The transition from Little League to AAU comes with many questions, but the good news is that these travel leagues will provide a support system and structure to help your child succeed in highly competitive baseball. 

In this article, we will cover everything you need to know about travel baseball and help answer any questions that will help you determine whether or not these types of leagues make sense for your child. 

Travel Organizations

Let’s not beat around the bush. Travel baseball is a business. This market has exploded over the past decade, and the youth sports industry expects to grow more as travel teams become more popular.

This $15b youth sports market in the US rivals that of the $14 billion NFL, so you know we are talking about big business.

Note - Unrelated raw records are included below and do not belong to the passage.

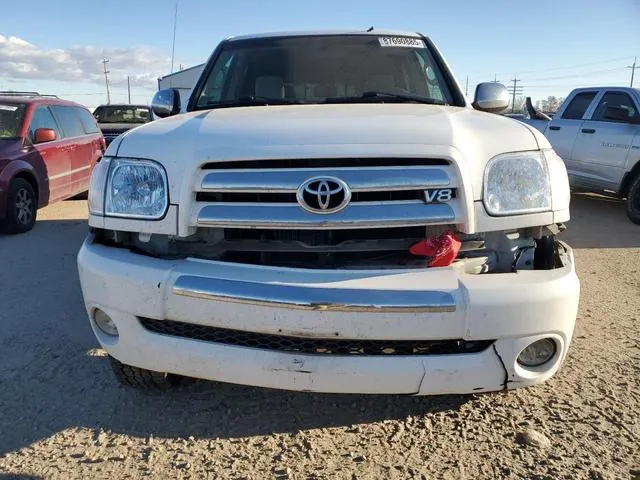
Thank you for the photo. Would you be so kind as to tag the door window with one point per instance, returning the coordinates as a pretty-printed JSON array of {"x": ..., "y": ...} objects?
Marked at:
[
  {"x": 69, "y": 120},
  {"x": 579, "y": 105},
  {"x": 88, "y": 120},
  {"x": 617, "y": 100},
  {"x": 42, "y": 118}
]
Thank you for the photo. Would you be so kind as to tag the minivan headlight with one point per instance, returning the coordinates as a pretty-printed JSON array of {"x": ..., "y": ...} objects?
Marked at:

However, this business presents kids as young as eight with opportunities to team with other skilled players to play against better competition in their area. Teams will compete with other travel teams within the state and participate in regular tournaments. 

When people hear “travel baseball,” they immediately think the team goes all over the country every weekend to participate in different tournaments. In some cases, that may be true, but when I think of travel baseball, I think of some of the better local players coming from all over and trying out for the team. If you are on more of a showcase team, you will often have players come from all over the country. 

There are thousands of travel baseball teams throughout the country, and most play in tournaments or leagues organized by AAU, USSSA, and Perfect Game.

Playing in one of these leagues is almost a requirement if you are a talented ballplayer and are serious about your baseball career. While expensive, these leagues will help players develop their skills and play against some of the area’s best competition.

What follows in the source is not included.